There are a ton of issues when allowing students to lead. Liability, lack of experience, failure, setbacks, etc. are all examples of why we hesitate to allow students the opportunity to lead. But I think we make a huge mistake when we allow those hesitations to dictate our actions.
If we aren’t preparing students to lead now, why do we expect them to lead when they are older?
To me we have to give students opportunities. Here are some ways to help develop student leaders without starting new programs.
1. Challenge them in their current relationships.
Students have relationships with friends at school and also fringe relational connections. Challenge them to live Godly lives in those relationships. Ask for action steps and goals to push growth in their lives.

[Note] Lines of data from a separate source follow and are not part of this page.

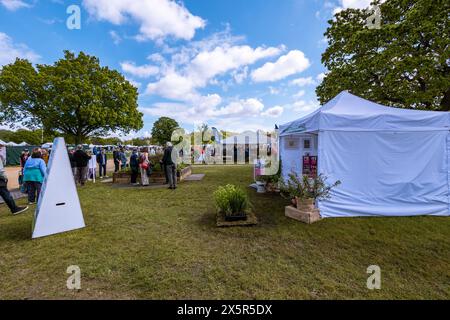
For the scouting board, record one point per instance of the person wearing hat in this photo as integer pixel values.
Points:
(170, 166)
(4, 192)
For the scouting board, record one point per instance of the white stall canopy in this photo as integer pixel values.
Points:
(391, 161)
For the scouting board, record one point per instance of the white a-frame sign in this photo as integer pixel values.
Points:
(58, 207)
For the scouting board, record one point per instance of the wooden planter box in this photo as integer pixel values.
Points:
(157, 177)
(305, 212)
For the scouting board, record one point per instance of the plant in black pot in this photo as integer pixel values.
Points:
(232, 202)
(304, 191)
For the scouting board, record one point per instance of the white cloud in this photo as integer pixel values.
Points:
(274, 90)
(287, 65)
(115, 37)
(302, 82)
(14, 5)
(206, 108)
(157, 19)
(249, 107)
(273, 112)
(143, 71)
(200, 109)
(173, 86)
(304, 106)
(208, 64)
(9, 51)
(199, 71)
(299, 94)
(320, 77)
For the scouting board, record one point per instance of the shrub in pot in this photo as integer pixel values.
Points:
(232, 201)
(304, 191)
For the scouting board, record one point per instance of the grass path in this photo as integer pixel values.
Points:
(162, 244)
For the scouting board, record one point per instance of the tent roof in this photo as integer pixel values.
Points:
(249, 137)
(347, 112)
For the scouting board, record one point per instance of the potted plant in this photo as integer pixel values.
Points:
(271, 183)
(232, 202)
(304, 191)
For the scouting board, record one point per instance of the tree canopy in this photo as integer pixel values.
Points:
(405, 63)
(162, 130)
(75, 96)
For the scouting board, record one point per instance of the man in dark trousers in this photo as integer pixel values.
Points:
(102, 160)
(81, 159)
(4, 193)
(116, 158)
(170, 166)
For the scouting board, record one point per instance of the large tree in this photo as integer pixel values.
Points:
(75, 96)
(405, 63)
(162, 130)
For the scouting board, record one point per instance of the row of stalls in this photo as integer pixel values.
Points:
(390, 161)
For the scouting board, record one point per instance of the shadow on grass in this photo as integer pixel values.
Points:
(16, 230)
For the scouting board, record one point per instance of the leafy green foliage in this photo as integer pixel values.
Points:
(405, 63)
(162, 130)
(74, 96)
(294, 187)
(231, 200)
(303, 187)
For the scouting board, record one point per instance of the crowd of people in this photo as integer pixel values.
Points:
(34, 168)
(139, 163)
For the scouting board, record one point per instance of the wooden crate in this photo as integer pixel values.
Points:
(306, 216)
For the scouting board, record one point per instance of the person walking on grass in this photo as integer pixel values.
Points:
(134, 166)
(123, 159)
(4, 192)
(170, 166)
(116, 158)
(102, 160)
(33, 175)
(144, 165)
(81, 159)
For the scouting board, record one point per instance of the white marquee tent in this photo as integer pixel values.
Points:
(391, 162)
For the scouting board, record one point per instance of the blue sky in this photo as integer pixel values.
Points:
(234, 64)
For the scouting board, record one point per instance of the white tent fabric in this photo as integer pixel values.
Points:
(391, 162)
(248, 137)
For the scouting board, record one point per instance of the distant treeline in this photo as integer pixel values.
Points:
(36, 137)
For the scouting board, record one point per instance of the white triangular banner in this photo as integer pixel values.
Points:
(58, 207)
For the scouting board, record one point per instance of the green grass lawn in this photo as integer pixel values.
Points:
(163, 244)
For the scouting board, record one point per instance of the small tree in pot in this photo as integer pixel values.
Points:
(304, 192)
(232, 201)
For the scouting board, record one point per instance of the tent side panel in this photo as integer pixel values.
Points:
(448, 170)
(292, 151)
(386, 173)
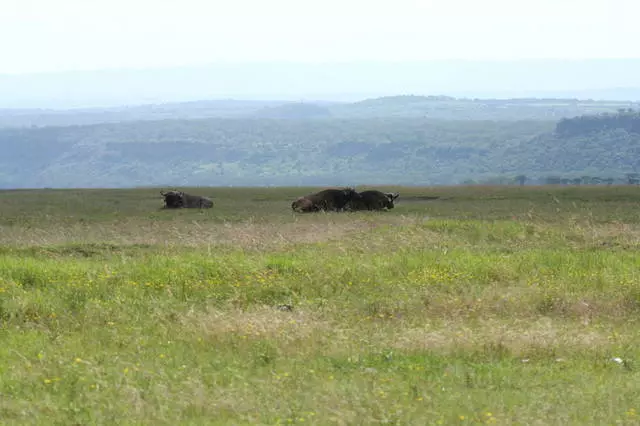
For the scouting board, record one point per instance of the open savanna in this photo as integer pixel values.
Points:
(463, 305)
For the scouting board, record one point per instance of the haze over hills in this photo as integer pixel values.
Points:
(310, 124)
(612, 79)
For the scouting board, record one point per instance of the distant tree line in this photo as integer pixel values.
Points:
(628, 179)
(626, 119)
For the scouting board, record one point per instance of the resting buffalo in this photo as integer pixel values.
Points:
(179, 199)
(374, 200)
(328, 199)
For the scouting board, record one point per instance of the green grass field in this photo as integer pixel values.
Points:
(488, 305)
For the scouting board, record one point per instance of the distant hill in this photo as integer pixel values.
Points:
(316, 151)
(293, 111)
(436, 107)
(614, 79)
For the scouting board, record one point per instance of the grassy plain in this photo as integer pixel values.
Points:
(488, 305)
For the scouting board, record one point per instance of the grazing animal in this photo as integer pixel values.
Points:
(179, 199)
(374, 200)
(173, 199)
(303, 205)
(328, 199)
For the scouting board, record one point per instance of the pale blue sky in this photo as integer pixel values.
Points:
(48, 35)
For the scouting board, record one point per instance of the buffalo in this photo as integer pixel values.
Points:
(328, 199)
(180, 199)
(373, 200)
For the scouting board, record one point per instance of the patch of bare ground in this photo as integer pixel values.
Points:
(263, 322)
(245, 235)
(520, 338)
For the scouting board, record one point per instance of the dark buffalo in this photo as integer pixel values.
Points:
(179, 199)
(304, 205)
(374, 200)
(328, 199)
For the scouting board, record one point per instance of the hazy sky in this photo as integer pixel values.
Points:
(47, 35)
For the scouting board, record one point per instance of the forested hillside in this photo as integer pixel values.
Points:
(319, 151)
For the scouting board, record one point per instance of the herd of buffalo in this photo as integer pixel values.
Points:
(346, 199)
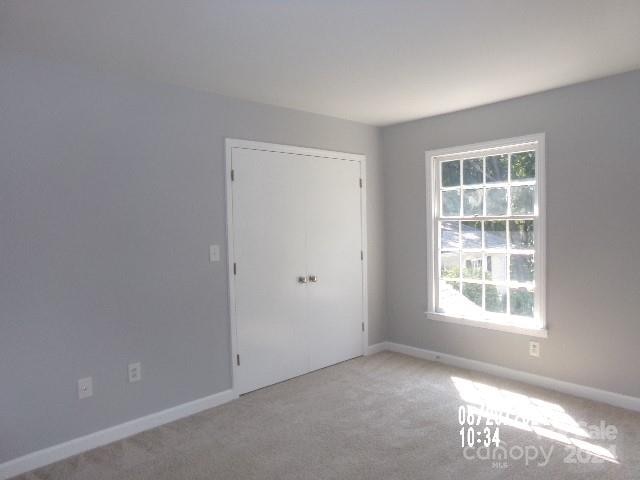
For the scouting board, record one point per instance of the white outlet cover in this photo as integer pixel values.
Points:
(135, 372)
(534, 349)
(85, 388)
(214, 253)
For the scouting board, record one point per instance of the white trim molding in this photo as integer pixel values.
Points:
(532, 332)
(85, 443)
(583, 391)
(376, 348)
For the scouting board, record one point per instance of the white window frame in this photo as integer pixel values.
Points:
(433, 158)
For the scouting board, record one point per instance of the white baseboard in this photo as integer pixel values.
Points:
(590, 393)
(78, 445)
(376, 348)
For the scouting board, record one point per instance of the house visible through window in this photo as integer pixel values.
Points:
(486, 233)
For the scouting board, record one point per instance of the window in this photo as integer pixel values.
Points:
(486, 235)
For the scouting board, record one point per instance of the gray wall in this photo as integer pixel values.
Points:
(593, 262)
(111, 191)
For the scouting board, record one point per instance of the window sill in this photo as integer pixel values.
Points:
(532, 332)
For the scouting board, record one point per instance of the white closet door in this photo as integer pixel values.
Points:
(334, 243)
(269, 216)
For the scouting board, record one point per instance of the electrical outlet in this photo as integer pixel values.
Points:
(85, 388)
(135, 372)
(534, 349)
(214, 253)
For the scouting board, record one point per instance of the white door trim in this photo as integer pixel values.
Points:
(230, 144)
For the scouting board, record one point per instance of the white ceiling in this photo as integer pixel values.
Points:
(372, 61)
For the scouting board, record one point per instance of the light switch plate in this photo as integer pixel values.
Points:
(85, 388)
(214, 253)
(135, 372)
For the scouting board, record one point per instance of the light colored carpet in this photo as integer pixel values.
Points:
(386, 416)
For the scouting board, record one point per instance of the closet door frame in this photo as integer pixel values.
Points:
(230, 145)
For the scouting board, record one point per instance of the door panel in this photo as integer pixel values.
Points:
(334, 243)
(269, 244)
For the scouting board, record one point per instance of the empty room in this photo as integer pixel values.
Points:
(319, 239)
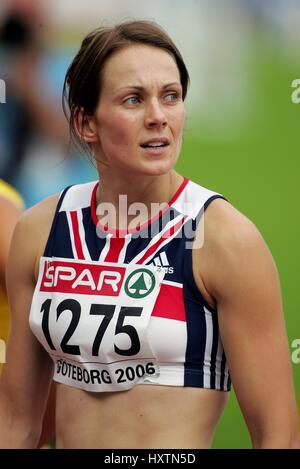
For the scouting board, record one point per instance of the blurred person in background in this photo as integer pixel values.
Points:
(147, 365)
(11, 206)
(34, 136)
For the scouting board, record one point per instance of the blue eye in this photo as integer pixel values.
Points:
(132, 100)
(171, 97)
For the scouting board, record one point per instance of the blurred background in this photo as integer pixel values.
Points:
(242, 135)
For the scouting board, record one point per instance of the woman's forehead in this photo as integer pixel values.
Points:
(134, 64)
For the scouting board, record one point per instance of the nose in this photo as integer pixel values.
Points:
(155, 116)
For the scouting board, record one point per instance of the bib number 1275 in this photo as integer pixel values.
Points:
(107, 312)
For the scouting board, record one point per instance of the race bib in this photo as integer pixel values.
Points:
(92, 318)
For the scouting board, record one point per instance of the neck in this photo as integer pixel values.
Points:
(127, 202)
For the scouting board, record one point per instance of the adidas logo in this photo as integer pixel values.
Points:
(162, 261)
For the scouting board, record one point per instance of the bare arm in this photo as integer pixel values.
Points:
(239, 274)
(26, 376)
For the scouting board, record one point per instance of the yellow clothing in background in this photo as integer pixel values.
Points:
(8, 193)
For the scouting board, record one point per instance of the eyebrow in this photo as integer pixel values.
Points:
(141, 88)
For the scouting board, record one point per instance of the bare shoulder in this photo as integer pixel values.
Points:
(233, 248)
(226, 227)
(32, 231)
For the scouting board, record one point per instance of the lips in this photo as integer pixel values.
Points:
(156, 142)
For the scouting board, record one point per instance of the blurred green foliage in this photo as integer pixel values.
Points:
(258, 171)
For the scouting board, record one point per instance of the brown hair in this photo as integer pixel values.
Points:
(82, 85)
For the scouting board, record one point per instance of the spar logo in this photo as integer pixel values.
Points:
(82, 278)
(139, 283)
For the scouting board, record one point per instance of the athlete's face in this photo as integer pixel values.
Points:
(140, 115)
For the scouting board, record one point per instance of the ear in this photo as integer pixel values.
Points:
(85, 126)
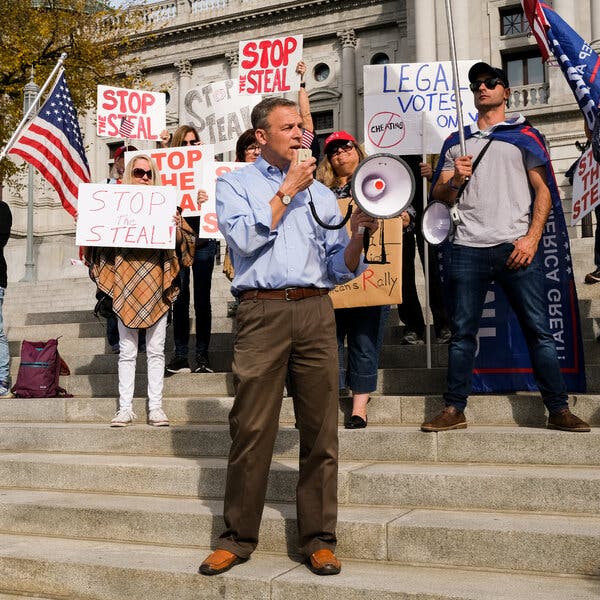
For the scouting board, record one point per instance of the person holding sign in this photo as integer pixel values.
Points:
(503, 212)
(361, 326)
(202, 268)
(285, 264)
(142, 283)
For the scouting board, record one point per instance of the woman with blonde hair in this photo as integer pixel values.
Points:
(142, 283)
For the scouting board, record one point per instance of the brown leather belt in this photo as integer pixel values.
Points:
(285, 294)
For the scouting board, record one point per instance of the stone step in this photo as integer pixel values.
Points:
(525, 488)
(568, 544)
(81, 569)
(524, 410)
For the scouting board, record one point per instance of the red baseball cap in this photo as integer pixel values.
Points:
(339, 136)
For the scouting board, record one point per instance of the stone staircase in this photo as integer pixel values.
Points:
(504, 510)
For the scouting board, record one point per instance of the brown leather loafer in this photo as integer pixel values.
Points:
(449, 418)
(219, 562)
(324, 562)
(565, 420)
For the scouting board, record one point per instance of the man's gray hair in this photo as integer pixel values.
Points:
(263, 109)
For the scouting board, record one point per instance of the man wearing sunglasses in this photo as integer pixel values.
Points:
(503, 211)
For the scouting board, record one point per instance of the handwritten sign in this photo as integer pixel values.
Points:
(268, 66)
(208, 217)
(131, 114)
(182, 169)
(126, 216)
(397, 95)
(586, 195)
(219, 113)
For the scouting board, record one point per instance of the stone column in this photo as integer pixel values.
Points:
(425, 38)
(185, 83)
(348, 42)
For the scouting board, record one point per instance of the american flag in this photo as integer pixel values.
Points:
(53, 144)
(126, 127)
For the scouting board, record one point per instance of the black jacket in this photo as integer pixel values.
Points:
(5, 225)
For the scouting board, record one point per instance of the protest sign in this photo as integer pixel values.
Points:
(586, 195)
(126, 216)
(397, 95)
(208, 216)
(130, 114)
(182, 168)
(219, 113)
(268, 66)
(379, 284)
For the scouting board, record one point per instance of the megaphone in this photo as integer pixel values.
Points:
(437, 223)
(383, 186)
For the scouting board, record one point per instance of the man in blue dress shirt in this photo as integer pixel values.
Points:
(285, 264)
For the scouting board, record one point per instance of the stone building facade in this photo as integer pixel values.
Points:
(194, 42)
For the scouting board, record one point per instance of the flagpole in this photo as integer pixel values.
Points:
(452, 44)
(33, 106)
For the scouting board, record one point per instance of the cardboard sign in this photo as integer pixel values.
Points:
(268, 66)
(378, 285)
(397, 95)
(219, 113)
(208, 217)
(182, 169)
(130, 114)
(586, 195)
(126, 216)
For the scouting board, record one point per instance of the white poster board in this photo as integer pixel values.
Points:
(182, 169)
(397, 95)
(219, 113)
(586, 182)
(268, 66)
(130, 114)
(126, 216)
(208, 217)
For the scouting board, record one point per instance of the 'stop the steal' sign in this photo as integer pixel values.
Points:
(131, 114)
(268, 66)
(397, 96)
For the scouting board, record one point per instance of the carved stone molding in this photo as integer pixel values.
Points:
(347, 38)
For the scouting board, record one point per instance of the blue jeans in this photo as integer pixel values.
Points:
(202, 268)
(471, 273)
(4, 353)
(363, 327)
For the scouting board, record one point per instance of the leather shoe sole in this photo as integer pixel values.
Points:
(220, 561)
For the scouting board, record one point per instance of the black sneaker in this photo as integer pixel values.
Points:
(593, 277)
(202, 365)
(179, 364)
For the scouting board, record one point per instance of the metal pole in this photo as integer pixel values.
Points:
(30, 103)
(452, 44)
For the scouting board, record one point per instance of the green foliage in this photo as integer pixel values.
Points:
(36, 32)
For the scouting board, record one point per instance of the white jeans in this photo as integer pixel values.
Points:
(155, 357)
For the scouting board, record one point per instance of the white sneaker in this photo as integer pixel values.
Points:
(157, 418)
(123, 417)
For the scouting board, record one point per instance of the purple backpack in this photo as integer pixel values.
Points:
(39, 371)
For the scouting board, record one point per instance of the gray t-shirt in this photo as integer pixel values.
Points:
(496, 204)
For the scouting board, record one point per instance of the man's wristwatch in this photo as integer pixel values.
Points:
(285, 199)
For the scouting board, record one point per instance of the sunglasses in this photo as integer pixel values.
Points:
(343, 147)
(139, 173)
(490, 83)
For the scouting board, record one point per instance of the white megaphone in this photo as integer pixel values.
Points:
(437, 223)
(383, 186)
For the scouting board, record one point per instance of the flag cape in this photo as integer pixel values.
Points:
(53, 144)
(502, 363)
(579, 63)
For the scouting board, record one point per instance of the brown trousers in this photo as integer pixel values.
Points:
(270, 335)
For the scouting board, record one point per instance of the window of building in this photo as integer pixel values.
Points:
(321, 72)
(513, 21)
(381, 58)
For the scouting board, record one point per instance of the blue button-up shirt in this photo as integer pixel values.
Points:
(298, 252)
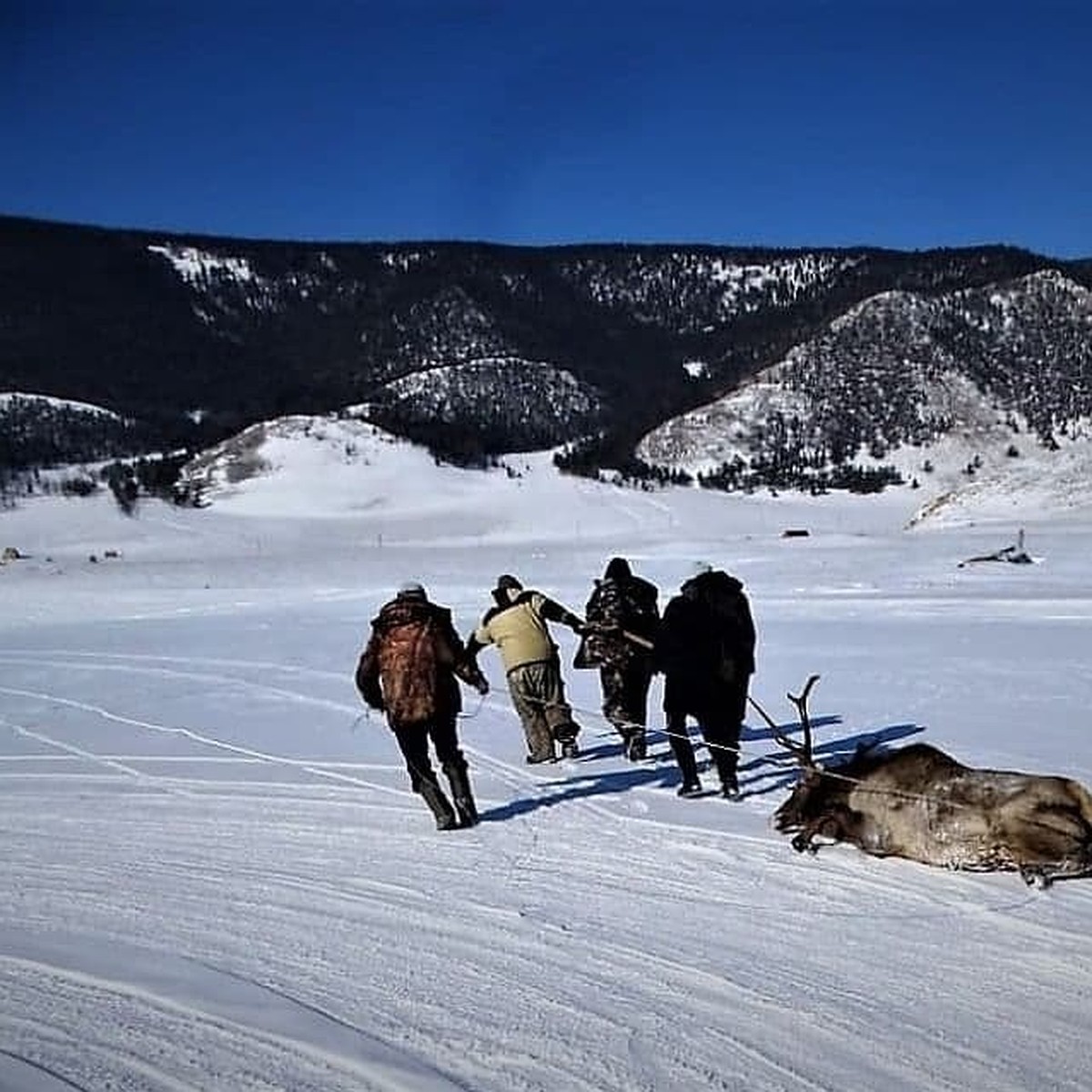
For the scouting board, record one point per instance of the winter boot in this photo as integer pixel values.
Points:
(461, 793)
(725, 759)
(440, 805)
(566, 735)
(682, 751)
(540, 743)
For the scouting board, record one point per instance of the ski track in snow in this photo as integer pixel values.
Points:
(217, 877)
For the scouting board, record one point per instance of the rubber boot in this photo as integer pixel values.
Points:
(440, 805)
(461, 793)
(566, 735)
(636, 745)
(540, 743)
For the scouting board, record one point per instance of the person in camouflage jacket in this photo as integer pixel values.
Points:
(622, 620)
(409, 672)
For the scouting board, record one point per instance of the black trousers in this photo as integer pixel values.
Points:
(721, 734)
(413, 742)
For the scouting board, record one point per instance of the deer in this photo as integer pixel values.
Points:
(920, 804)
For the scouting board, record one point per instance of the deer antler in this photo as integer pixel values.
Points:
(801, 751)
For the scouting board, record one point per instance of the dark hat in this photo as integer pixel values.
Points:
(618, 569)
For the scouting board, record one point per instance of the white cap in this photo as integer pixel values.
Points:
(699, 569)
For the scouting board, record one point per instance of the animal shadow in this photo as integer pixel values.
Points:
(770, 774)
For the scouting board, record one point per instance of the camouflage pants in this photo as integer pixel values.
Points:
(626, 696)
(539, 697)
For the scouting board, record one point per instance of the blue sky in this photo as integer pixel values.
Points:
(905, 124)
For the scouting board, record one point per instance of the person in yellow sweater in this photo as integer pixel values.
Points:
(517, 623)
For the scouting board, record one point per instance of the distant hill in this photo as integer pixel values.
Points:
(475, 349)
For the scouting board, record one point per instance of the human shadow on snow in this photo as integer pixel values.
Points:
(758, 776)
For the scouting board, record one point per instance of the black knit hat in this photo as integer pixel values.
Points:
(617, 569)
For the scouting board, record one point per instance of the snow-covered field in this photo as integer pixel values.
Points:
(214, 876)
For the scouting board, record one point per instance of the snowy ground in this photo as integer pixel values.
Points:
(216, 877)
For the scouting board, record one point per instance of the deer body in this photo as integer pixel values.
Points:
(921, 804)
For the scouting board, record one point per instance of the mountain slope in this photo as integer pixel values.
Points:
(1007, 366)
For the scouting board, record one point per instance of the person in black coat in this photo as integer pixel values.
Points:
(622, 618)
(705, 649)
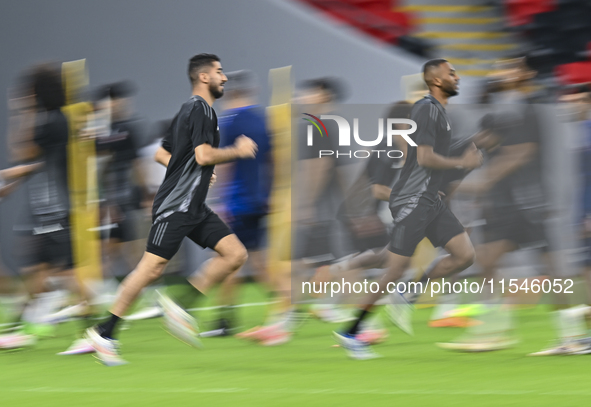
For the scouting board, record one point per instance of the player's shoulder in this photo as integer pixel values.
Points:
(425, 108)
(197, 106)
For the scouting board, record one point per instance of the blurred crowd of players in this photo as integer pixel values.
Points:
(340, 223)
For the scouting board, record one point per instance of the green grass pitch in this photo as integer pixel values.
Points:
(307, 371)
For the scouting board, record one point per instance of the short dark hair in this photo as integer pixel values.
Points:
(399, 110)
(198, 63)
(433, 63)
(47, 85)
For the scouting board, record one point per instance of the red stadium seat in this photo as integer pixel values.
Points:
(573, 73)
(521, 12)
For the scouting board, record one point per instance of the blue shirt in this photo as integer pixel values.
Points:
(248, 190)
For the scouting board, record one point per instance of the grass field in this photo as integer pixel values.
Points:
(306, 371)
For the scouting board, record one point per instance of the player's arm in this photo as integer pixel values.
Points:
(426, 157)
(162, 156)
(244, 147)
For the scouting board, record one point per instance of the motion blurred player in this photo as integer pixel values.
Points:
(190, 152)
(416, 206)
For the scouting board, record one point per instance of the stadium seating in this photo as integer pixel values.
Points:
(374, 17)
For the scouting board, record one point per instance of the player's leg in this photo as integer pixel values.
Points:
(231, 256)
(460, 256)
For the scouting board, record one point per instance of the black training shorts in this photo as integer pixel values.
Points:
(167, 234)
(415, 221)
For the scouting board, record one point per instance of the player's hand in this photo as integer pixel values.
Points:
(472, 158)
(246, 147)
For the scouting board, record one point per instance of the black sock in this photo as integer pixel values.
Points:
(354, 329)
(106, 328)
(188, 295)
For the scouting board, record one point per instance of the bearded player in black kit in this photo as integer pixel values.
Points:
(415, 202)
(190, 152)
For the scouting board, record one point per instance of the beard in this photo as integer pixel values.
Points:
(216, 91)
(450, 91)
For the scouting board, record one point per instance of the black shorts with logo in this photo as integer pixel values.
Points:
(415, 221)
(167, 234)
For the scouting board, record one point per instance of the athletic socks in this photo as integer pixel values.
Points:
(354, 329)
(106, 328)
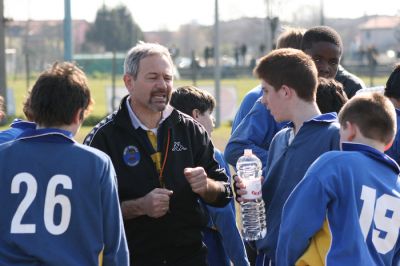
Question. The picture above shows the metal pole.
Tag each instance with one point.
(322, 16)
(67, 31)
(217, 69)
(3, 79)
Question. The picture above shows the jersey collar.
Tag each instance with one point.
(48, 134)
(22, 124)
(371, 152)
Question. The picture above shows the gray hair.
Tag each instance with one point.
(140, 51)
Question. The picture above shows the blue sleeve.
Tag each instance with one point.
(115, 246)
(303, 215)
(224, 220)
(254, 132)
(247, 103)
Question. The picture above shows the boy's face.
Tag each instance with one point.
(274, 101)
(207, 120)
(326, 56)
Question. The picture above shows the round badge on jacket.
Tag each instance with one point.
(131, 155)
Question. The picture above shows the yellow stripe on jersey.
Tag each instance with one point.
(317, 250)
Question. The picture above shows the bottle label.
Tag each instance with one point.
(253, 188)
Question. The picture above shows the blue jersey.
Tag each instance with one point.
(394, 151)
(254, 132)
(60, 203)
(358, 192)
(16, 128)
(287, 164)
(222, 238)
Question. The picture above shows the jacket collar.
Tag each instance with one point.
(48, 134)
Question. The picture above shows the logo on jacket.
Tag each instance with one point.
(178, 146)
(131, 155)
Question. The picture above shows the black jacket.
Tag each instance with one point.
(184, 144)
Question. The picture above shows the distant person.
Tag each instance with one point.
(356, 190)
(61, 196)
(164, 162)
(392, 91)
(289, 93)
(330, 95)
(221, 236)
(325, 46)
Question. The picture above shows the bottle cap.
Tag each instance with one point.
(248, 152)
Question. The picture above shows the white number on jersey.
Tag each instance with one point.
(385, 213)
(51, 200)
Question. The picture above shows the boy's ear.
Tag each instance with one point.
(78, 117)
(287, 91)
(389, 145)
(195, 113)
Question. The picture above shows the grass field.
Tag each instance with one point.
(98, 85)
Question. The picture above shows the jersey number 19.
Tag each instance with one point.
(385, 212)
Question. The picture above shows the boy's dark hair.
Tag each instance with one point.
(1, 108)
(290, 67)
(330, 95)
(188, 98)
(321, 34)
(392, 88)
(290, 38)
(373, 113)
(57, 95)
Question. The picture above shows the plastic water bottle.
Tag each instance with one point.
(252, 210)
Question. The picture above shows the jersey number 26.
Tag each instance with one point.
(51, 200)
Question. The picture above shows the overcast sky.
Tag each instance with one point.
(169, 14)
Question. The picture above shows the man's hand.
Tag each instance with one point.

2. Train them in skill sets.
Yes the Bible is the inspired word of God but it teaches and guides us to live our everyday lives. Students leaders need more than bible studies. They need to be taught how to use those principles everyday. Here are some skill sets teenagers need to have:
- Time Management
3. Give them the gift of
Some of the greatest leaps in growth in my life have happened after failures. It’s where mistakes motivated new intrinsic values. We must give our student leaders opportunity for failure.
What if they mess up? What if they get hurt? What if it’s not safe? What if?
It’s time that we lead like Jesus. He picked a guy that betrayed Him for silver. He picked a guy that denied Him 3 times (that guy was previously called the “rock” of Jesus’ church). He picked a tax collector, the dirtiest of the dirty.
If safety, security, and comfort are your goals for students then great. Don’t do these things. But if you want to develop world changers where risk, danger, and nerves abound, challenge them to lead.